Il est en revanche trop tôt pour dire quelles économies le passage de 22 à 13 régions pourrait générer, selon l'agence de notation. Le gouvernement a avancé ce mois-ci le chiffre de 10 milliards d'euros.
Dans une étude parue mardi, Standard & Poor's souligne d'abord que la place des régions restera marginale en France en comparaison avec les voisins européens, malgré un quasi-doublement du budget moyen et une augmentation de la population de 2,9 à 5 millions de personnes en moyenne.
Leurs compétences étant relativement restreintes par rapport aux régions allemandes, belges, italiennes ou espagnoles, leur poids demeure assez faible : le budget de l'ensemble des régions françaises en 2014 était de 25,5 milliards d'euros contre 23,1 pour la seule Lombardie ou 23,3 pour la Catalogne.
Ces domaines d'intervention devant peu évoluer dans un premier temps, même si les régions récupèrent les transports scolaires ou centralisent le développement économique, S&P table sur une hausse de budget de 10%, en une fois.

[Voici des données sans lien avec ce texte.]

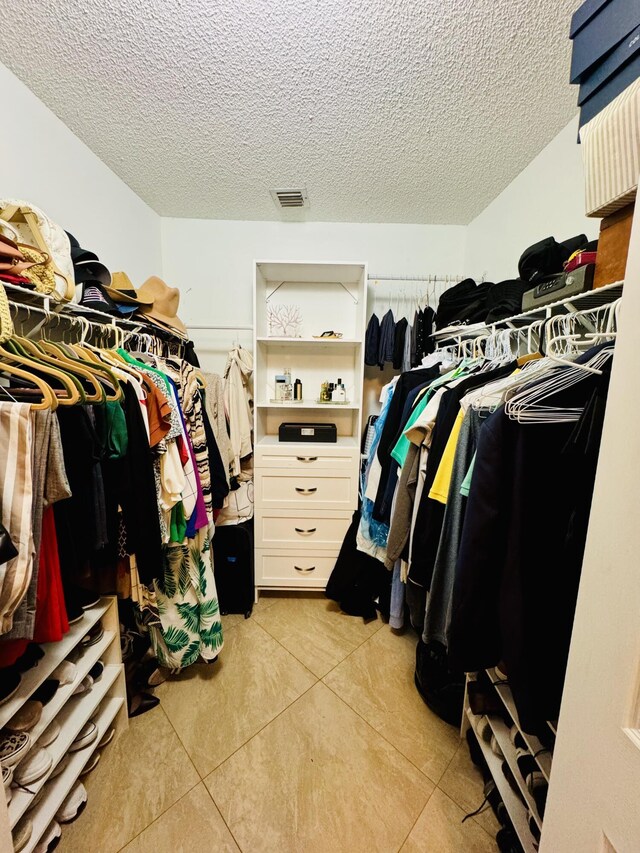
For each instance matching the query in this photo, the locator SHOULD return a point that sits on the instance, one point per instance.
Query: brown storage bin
(613, 247)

S&P souligne que "les budgets des régions françaises sont moins exposés aux caractéristiques démographiques et socio-économiques que leurs pairs européens notés", notamment parce qu'elles paient peu de salaires et pas de prestations sociales.
Si elles sont un peu plus sensibles aux cycles économiques en terme de recettes, la volatilité devrait rester limitée.

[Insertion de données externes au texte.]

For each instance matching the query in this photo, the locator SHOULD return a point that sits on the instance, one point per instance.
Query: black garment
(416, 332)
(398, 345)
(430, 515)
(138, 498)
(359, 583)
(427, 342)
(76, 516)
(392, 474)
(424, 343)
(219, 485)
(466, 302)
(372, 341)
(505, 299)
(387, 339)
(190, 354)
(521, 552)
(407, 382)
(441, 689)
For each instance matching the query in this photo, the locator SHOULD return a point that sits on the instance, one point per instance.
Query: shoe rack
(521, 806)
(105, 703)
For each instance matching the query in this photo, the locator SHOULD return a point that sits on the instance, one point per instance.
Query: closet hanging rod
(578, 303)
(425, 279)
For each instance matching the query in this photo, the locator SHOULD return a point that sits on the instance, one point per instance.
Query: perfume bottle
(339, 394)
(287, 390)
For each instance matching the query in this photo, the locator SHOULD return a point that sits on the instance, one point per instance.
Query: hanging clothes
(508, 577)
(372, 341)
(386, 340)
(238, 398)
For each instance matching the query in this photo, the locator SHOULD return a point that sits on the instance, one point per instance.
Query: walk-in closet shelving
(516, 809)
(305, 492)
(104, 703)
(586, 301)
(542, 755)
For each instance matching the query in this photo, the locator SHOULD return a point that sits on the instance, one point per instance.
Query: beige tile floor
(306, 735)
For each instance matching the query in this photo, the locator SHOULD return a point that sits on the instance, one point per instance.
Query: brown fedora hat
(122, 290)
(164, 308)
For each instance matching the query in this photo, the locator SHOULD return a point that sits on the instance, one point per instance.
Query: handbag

INTERROGATION SUR LES ÉCONOMIES
Leur niveau d'endettement est jugé élevé, à 109% des recettes (hors Ile-de-France) en 2015 avec une progression attendue jusqu'à 134% en 2017, mais S&P rappelle que les régions comptent pour seulement 1,1% de la dette publique.
Avec la baisse des dotations de l'Etat dans le cadre du plan d'économies de 50 milliards d'euros sur la période 2015-2017, le taux d'épargne brute des collectivités devrait baisser et S&P s'attend à voir les régions ajuster l'effort d'investissement.

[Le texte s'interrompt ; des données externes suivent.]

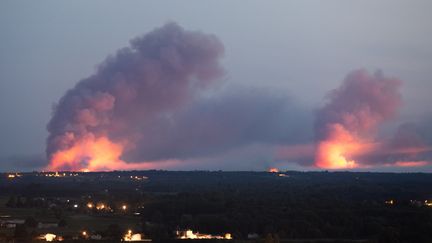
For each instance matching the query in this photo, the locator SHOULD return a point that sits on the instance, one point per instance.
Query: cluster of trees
(314, 205)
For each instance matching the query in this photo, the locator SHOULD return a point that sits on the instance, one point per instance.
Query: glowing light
(98, 154)
(190, 235)
(273, 170)
(100, 206)
(390, 202)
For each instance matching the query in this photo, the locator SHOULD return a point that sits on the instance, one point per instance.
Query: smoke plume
(346, 126)
(97, 121)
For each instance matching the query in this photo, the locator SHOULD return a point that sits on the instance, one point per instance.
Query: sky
(280, 60)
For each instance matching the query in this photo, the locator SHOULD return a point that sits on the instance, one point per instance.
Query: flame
(273, 170)
(98, 154)
(338, 151)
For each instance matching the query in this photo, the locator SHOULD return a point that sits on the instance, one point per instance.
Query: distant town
(165, 206)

Si la note de crédit des régions notées par S&P ne devrait pas bouger à court terme au vu de ces éléments, des questions se posent en revanche sur les perspectives à plus long terme.
Ses analystes estiment que la capacité à bien gérer les fusions en termes d'organisation et de systèmes, à digérer les nouvelles compétences et à réaliser des économies d'échelle sera décisive et pourrait être inégale d'une région à l'autre.
La nature des économies potentielles est mal connue mais S&P pense que les sources se trouvent dans la renégociation des contrats importants, comme les conventions sur les TER avec la SNCF, ou l'harmonisation d'intervention dû à la refonte de la carte - proximité de lycées - ou aux nouvelles compétences.
"On n'a pas vu encore d'études qui permettent de dire qu'il y aurait des économies d'échelle", a rappelé Valérie Montmaur, analyste, lors d'une conférence de presse.
Le redimensionnement possible des projets d'investissement et donc le recours à l'emprunt - public ou privé - durant la nouvelle mandature pourraient aussi peser sur la notation.
Mais S&P juge intéressant que l'accès aux marchés obligataires soit renforcé alors qu'une majorité des 22 régions ne s'y rendaient pas, en l'absence d'ingéniérie adaptée ou parce que le montant des projets n'était pas assez important.
Les analystes soulignent ainsi que l'Ile-de-France, première région du pays, est capable de lever 500 millions d'euros sur un emprunt obligataire, au niveau d'autres opérations en Europe.